Antimatter may be the stuff of science fiction, but to physicists
it poses a serious question. Why is there not more of it around?
At the Big Bang, matter and antimatter should have been created
in equal amounts, yet today we seem to live in a Universe entirely
made of matter. So where has all the antimatter gone?
When matter and antimatter meet, they annihilate leaving behind
nothing but energy, so it seems strange that there is anything
left at all. It is possible that whole regions of space exist
filled only with antimatter, and experiments are planned in space
to look for them. But most scientists believe that there is a
subtle difference between the way nature treats matter and antimatter,
and that is why a tiny fraction of the matter has survived to
build the Universe we inhabit. If they are right, then just one
proton surviving for every billion to have annihilated with antiprotons
would be enough.
In 1966 the Russian physicist Andrei Sakharov outlined three
necessary conditions for our matter-dominated universe to have
evolved. Among these is a way for nature to favour matter over
antimatter, an effect physicists call 'CP violation'. Experiments
have been trying to measure this difference ever since. The LHCb
experiment is set to provide the definitive answer.
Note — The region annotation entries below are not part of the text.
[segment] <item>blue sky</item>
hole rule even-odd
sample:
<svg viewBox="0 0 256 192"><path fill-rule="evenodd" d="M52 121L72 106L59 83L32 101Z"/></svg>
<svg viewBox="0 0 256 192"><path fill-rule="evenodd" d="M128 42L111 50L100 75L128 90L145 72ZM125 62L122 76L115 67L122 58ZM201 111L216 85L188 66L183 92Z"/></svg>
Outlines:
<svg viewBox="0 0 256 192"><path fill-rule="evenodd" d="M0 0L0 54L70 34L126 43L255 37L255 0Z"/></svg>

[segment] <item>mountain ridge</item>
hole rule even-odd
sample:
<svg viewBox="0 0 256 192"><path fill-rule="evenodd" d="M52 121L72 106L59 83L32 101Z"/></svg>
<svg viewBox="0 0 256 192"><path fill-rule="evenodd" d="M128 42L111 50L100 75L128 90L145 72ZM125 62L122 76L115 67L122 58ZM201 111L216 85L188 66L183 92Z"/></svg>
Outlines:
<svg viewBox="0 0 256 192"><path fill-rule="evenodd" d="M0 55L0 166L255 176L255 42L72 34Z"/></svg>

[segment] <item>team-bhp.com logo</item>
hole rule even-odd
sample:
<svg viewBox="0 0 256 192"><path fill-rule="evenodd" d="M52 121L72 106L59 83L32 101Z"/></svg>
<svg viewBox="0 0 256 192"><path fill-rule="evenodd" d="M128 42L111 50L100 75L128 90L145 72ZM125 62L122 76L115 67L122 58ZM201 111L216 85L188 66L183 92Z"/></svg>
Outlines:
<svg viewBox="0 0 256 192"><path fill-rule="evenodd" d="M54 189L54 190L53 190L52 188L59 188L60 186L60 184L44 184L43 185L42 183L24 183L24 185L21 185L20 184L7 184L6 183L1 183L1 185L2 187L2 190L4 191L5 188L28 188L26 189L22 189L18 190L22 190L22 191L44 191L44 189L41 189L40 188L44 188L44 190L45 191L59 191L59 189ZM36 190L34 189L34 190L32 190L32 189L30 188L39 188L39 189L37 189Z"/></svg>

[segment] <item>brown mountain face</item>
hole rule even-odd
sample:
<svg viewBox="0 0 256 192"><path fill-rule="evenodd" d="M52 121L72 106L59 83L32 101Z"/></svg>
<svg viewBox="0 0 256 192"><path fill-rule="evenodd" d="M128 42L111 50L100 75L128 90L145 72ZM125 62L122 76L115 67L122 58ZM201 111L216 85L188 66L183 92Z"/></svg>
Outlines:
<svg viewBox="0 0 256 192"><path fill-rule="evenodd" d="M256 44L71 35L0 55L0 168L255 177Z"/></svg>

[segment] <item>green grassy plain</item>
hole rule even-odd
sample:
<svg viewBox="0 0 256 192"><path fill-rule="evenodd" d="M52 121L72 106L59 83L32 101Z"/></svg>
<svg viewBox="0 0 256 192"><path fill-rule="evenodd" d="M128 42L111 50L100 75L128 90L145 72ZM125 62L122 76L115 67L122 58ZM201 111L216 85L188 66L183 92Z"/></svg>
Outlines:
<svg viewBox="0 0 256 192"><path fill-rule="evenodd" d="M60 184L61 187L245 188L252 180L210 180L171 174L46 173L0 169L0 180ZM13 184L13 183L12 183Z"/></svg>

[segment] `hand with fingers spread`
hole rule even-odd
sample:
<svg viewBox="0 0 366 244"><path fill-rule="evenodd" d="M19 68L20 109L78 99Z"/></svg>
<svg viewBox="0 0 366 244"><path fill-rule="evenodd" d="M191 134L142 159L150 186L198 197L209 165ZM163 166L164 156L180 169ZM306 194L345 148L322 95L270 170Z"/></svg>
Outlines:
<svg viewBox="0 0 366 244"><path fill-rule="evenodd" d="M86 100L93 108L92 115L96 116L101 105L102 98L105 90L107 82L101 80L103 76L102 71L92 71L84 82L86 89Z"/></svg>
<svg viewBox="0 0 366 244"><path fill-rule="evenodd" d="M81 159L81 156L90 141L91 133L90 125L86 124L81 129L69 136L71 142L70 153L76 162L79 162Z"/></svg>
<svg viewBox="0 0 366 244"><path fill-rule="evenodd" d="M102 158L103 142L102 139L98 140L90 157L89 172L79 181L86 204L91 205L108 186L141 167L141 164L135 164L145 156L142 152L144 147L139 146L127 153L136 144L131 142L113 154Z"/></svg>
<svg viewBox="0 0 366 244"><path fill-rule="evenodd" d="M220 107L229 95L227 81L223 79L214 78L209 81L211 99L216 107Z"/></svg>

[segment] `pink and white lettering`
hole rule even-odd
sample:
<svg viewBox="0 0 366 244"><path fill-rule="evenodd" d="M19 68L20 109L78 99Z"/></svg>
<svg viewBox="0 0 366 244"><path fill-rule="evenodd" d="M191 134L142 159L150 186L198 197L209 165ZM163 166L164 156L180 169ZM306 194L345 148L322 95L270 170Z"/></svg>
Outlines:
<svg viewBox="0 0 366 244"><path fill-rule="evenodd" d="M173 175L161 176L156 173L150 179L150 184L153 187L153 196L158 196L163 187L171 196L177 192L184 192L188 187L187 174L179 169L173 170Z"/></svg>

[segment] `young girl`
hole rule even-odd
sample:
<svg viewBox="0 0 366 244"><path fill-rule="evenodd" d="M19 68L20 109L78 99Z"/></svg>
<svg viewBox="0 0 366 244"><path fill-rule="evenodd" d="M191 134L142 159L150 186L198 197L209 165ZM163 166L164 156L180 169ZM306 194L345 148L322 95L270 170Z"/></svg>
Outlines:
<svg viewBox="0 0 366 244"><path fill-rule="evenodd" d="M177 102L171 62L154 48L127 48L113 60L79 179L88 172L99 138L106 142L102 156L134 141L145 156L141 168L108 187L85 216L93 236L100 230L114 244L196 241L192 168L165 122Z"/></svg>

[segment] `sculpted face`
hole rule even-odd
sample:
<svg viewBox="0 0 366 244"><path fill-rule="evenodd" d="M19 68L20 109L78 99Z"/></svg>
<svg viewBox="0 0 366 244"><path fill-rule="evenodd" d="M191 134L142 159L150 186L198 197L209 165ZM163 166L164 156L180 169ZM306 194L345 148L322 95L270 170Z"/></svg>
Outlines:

LHCb will watch the production and decay of particles,
called 'B mesons'. These will be produced in abundance at the
LHC and will be studied using a highly specialised detector. The
geometry of the LHCb detector will be quite different to that
of the other LHC experiments.
Rather than surrounding the collision point, the LHCb detector
will look very closely at particles emerging in one direction.
It will reach down to very low angles close to the beamline where
most B mesons will be produced.
Two of the largest components of the LHCb experiment are its
energy-measuring calorimeter and its muon detector. Physicists
from Romania, Russia, and Ukraine are involved in designing the
calorimeter. Meanwhile physicists from Russia's PNPI are working
alongside colleagues from Rio de Janeiro in Brazil in a truly
world-wide collaboration to develop LHCb's muon detection system.